Erections occur when the brain sends messages through the nerves of the spinal cord to the penis in response to erotic thoughts or stimulation.

A man with an incomplete injury, where he still has some feeling in his legs, lower in his spine is more likely to achieve arousal than those with “complete” damage higher up, according to the Christopher & Dana Reeve Foundation.

Erections can also be “reflex” actions if the penis or other erogenous zones are touched without any sexual thoughts.

The nerves that control these erections, S2-S4, are located in a different part of the spinal cord.

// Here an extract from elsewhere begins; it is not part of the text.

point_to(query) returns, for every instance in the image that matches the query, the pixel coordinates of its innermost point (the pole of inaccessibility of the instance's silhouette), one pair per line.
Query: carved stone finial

Most paralysed men can have a reflex erection unless the S2-S4 nerves specifically are damaged.

Writing on Instagram, Reed said, “there is no crystal ball” when it comes to his recovery, which depends on “the extent of the damage and how well he does in rehab”.

How is a spinal stroke treated?

Treatment depends on the part of the spine affected, with most strokes being in the anterior - or front - section of the backbone.

Drugs can help to reduce spasms and incontinence, as well as restoring sexual function.

The prognosis varies from person-to-person.

If the stroke was caused by a clot, blood-thinning drugs may make the blood less “sticky” to prevent a second event.

In cases where blood pressure or cholesterol was to blame, medication may be given to target the root of the problem.